Can payers position themselves as part of the solution to getting truly innovative therapies to patients? CMS is currently seeking comments on a revamp of its "coverage with evidence development" program. Could this become a model for other insurers to get patients access to new treatments while continuing to generate data about its effectiveness? Will smaller companies start reading the tea leaves and work with payers to avoid "failure to launch"?

7. HIT: If we build it, will research come?
The federal government has succeeded in driving a doubling of providers' adoption of health IT over the last two years through its stimulus funding. But their interest in ensuring all this data is available for research to drive new, more effective treatments for patients is still not evident. "Meaningful use" of electronic health records (EHR) to qualify for federal funding seems to have been an effective carrot/stick combination for driving adoption of EHR systems for patient care. Let's use it in the service of research by requiring that using EHR systems for clinical trial screening and matching be included as a measure for meaningful use in the next round of definitions. Unlike the "Field of Dreams," just because we built the infrastructure, research use will not magically appear.

8. CTSAs: Who you gonna call?
The first five years of NIH's Clinical and Translational Sciences Awards (CTSA) program are over, and by many accounts the focus at most of the 60 institutions has been on standing up the program on their own campuses, not on maximizing the power of the network. That may start to change in 2012 with the creation of a new Coordinating Center at Vanderbilt, which is already ramping up development of tools and resources, such as a shared IRBs, contract language, IP database and research data capture.

Its director, Gordon Bernard, wants to make it a "virtual institute of drug development," a one-stop shop for companies, investors or nonprofit funders looking for academic partners. At Partnering for Cures 2011, he invited participants to contact him with their needs, saying that until the right partners are in place "we'll own that problem." So give him a call.

9. Putting old wine in new bottles.
Enthusiasm continues to grow in academia and among patient groups for the idea of repurposing existing compounds. Companies, if they're interested at all, are looking for some sort of exclusivity mechanism to allow them to make money.

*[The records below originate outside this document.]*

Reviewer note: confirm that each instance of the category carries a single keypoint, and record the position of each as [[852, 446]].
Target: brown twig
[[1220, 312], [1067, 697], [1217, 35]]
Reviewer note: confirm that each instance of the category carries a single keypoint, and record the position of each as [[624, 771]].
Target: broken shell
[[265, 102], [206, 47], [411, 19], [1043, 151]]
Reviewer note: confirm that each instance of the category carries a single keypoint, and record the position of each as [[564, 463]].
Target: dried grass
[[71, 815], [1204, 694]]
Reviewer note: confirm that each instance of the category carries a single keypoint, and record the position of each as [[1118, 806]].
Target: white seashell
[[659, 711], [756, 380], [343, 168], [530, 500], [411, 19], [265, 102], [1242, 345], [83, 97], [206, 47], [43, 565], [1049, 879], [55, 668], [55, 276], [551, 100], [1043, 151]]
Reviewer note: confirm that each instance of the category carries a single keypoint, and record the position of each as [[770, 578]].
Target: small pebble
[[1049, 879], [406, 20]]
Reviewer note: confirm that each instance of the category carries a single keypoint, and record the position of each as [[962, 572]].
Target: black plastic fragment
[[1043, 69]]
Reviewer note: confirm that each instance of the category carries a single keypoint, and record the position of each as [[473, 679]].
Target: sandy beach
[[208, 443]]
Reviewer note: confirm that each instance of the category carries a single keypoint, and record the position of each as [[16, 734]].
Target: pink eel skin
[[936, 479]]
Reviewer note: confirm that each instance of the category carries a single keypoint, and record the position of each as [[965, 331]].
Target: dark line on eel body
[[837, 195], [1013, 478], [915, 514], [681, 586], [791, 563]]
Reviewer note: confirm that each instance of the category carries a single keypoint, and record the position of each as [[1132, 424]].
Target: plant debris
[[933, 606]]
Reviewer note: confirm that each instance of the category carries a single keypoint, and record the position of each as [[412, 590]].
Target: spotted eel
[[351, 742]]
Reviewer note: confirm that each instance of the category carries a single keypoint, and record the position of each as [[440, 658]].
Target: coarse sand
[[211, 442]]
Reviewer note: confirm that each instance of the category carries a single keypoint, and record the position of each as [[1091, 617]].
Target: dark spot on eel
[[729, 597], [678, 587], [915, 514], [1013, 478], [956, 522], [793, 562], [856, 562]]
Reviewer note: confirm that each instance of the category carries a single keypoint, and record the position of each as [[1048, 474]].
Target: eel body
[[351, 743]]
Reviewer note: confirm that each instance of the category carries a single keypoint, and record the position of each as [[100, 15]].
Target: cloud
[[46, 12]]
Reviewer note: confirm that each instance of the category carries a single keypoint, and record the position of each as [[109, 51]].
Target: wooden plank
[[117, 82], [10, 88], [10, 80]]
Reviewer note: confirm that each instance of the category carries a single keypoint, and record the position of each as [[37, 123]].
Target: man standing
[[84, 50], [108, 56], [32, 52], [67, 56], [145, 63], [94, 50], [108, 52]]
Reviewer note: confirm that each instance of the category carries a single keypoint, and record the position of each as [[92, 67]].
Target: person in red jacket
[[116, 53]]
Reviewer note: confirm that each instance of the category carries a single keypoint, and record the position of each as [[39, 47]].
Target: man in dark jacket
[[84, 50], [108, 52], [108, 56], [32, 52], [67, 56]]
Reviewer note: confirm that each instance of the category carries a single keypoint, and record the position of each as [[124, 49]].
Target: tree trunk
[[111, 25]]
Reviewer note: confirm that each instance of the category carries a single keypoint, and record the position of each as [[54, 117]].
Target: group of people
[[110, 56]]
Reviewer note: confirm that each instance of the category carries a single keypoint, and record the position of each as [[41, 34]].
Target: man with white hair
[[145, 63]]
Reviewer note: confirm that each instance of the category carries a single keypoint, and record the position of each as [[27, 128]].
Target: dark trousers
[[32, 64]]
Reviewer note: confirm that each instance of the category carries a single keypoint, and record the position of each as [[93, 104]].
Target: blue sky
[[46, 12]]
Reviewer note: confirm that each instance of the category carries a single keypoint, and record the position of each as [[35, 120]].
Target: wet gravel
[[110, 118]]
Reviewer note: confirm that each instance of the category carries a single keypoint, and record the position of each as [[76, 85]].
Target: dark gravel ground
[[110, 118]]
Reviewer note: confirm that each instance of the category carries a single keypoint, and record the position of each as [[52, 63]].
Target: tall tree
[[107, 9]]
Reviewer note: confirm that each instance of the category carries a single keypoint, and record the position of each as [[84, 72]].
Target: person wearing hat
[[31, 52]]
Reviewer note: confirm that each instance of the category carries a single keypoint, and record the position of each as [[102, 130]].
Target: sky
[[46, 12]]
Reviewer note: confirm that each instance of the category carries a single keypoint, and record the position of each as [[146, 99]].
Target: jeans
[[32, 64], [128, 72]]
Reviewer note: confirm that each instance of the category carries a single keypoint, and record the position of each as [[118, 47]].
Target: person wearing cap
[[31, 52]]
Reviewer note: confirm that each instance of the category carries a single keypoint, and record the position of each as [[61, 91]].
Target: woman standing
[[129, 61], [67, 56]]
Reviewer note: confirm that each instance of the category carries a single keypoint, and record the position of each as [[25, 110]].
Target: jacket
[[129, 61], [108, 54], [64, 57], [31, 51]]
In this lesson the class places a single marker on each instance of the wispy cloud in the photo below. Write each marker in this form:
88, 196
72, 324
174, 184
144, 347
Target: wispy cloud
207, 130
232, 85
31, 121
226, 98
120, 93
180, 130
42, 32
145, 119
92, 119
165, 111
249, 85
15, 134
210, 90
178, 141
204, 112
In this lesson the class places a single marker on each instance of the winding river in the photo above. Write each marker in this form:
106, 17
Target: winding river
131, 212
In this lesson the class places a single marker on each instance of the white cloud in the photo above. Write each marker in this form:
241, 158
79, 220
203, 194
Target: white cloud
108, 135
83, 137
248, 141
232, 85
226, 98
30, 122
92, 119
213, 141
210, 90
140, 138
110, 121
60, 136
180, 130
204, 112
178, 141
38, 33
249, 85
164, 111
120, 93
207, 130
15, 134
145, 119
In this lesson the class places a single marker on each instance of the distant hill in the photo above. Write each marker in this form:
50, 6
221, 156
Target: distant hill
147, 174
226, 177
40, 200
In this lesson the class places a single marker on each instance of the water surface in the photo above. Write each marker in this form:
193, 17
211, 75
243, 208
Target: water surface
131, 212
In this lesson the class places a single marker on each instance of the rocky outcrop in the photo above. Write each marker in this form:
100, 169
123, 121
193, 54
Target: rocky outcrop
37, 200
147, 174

NIH sees this as a central opportunity for NCATS (see #1), and NIH's TRND program is piloting a repurposing effort with the Leukemia & Lymphoma Society and the University of Kansas as partners, with the aim of recruiting an industry partner.

But pilots won't be enough; there needs to be funding sources identified, IP policies sorted out and regulatory pathways clarified. Could 2012 be the year we create a business model to support repurposing? Tick tock goes the clock. Patients are waiting.

10. Convergence of venture capital and venture philanthropy.
Venture capital investment in life sciences is on the wane, but venture philanthropy investment in drug development is on the rise. We're hearing discussion in several quarters about the idea of blending venture capital and venture philanthropy in some sort of hybrid investment fund. The wider world of social entrepreneurship has been experimenting with business models and forms of capital all along the spectrum from not-for-profit to for-profit for some time; the field of medical research is slow to catch up. We'll be watching for the launch of one or more of these efforts in 2012. Look for more discussion of financial innovations for translational research from FasterCures in 2012 as well.